Münekkit, sosyolog ve bir tefekkür adamı Cemil Meriç Jurnal’de böyle tanımlar kendini. Onun yeri her zaman kütüphanelerdi ve kendini soyutladığı Fildişi Kule. Yazdıklarını denize atılmış bir şişeye benzetiyordu Meriç. "Denize atılan bir şişe her kitap. Asırlar, kumsalda oynayan birer çocuk. İçine gönlünü boşalttığın şişeyi belki açarlar, belki açmazlar."

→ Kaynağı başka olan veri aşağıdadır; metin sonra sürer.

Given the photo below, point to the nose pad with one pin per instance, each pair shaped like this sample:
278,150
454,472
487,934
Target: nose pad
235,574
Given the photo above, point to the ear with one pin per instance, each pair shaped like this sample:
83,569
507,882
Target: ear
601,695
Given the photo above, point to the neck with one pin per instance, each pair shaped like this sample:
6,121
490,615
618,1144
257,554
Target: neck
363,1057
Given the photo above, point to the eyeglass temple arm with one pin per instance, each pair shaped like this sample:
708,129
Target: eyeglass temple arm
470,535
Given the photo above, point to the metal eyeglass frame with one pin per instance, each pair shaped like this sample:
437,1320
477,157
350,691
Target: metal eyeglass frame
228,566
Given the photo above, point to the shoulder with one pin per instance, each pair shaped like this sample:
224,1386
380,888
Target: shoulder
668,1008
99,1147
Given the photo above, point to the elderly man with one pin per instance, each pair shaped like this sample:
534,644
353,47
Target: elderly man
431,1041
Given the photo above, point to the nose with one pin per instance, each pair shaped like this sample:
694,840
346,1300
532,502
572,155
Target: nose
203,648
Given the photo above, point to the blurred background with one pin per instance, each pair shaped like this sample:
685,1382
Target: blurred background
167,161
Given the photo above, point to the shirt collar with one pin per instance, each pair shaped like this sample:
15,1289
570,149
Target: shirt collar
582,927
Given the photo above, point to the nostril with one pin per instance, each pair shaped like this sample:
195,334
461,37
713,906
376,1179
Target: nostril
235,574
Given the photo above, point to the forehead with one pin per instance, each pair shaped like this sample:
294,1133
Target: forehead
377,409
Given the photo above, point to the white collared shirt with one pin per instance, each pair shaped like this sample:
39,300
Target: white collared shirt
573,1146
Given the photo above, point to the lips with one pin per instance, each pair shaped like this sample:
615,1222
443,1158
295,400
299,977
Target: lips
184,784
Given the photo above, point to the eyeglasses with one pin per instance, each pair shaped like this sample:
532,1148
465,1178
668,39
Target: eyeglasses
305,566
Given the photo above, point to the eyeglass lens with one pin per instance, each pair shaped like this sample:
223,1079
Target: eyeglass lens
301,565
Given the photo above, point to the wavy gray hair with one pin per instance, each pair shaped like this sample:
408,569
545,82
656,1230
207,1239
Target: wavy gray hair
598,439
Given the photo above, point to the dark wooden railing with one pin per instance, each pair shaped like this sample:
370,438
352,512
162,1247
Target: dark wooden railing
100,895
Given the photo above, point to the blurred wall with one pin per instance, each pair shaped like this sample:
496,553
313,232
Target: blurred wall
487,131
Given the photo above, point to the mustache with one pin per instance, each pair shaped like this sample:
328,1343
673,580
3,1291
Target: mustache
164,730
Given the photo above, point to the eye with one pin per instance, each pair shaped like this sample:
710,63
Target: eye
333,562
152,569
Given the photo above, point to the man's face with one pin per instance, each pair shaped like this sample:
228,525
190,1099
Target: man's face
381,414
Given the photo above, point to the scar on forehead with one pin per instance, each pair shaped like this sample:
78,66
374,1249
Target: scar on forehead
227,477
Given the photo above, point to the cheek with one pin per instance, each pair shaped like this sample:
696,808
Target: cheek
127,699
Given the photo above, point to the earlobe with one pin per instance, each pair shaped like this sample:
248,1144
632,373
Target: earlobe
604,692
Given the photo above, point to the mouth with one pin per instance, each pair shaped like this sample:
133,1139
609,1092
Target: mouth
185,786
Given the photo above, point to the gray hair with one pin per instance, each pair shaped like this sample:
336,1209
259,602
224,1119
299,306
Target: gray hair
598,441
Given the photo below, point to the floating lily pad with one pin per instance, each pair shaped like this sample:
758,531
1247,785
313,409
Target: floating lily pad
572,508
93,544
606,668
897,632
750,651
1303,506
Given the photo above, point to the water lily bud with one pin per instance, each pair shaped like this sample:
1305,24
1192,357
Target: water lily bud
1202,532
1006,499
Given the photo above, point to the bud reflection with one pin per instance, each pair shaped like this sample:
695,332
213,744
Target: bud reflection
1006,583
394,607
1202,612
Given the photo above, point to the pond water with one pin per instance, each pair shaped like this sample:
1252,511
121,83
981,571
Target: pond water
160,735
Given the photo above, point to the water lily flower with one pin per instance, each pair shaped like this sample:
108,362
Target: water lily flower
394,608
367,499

Yalnızdı. Yalnız ve sevgiye muhtaç. Tenin açlığı, ruhun açlığı, çocukluğundan beri içinde açılmış gediklerin birer yansıması. Çocukken de yalnızdı. Göçmen bir ailenin oğluydu Meriç. Göçmen bir aile, düşman bir çevre ve keşfedilmesi zorunlu bir dünya… Yaşıtları oyunlar oynarken, o oldukça farklıydı. Dört yaşında okumayı öğrendi. Kitapların dünyasına ilk o zaman girdi. Yalnız kalmak, dışlanmak ve kitaplarda yaşamak. Kitaplara kaçış bir teselliydi, bir limandı. Başka dünyalara girmek, başka karakterlerde yaşamak. Bu duygularını mektuplarda şöyle dile getiriyor
“Kitap bir limandı benim için. Kitaplarda yaşadım. Ve kitaptaki insanları sokaktakilerden daha çok sevdim. Kitap benim has bahçemdi. Hayat yolculuğumun sınır taşları kitaplardı. Bir kanat darbesiyle Olemp, bir kanat darbesiyle Himalaya. Ayrı bir dil konuşuyordum çağdaşlarımla. Gurbetteydim. Benim vatanım Don Kişot’un İspanyası’dı, Emma Bovari’nin yaşadı şehir. Sonra Balzac çıktı karşıma, Balzac’ta bütün bir asrı yaşadım, zaman zaman Votren oldum, Rastinyak oldum. Dört bin kahramanda dört bin kere yaşamak.”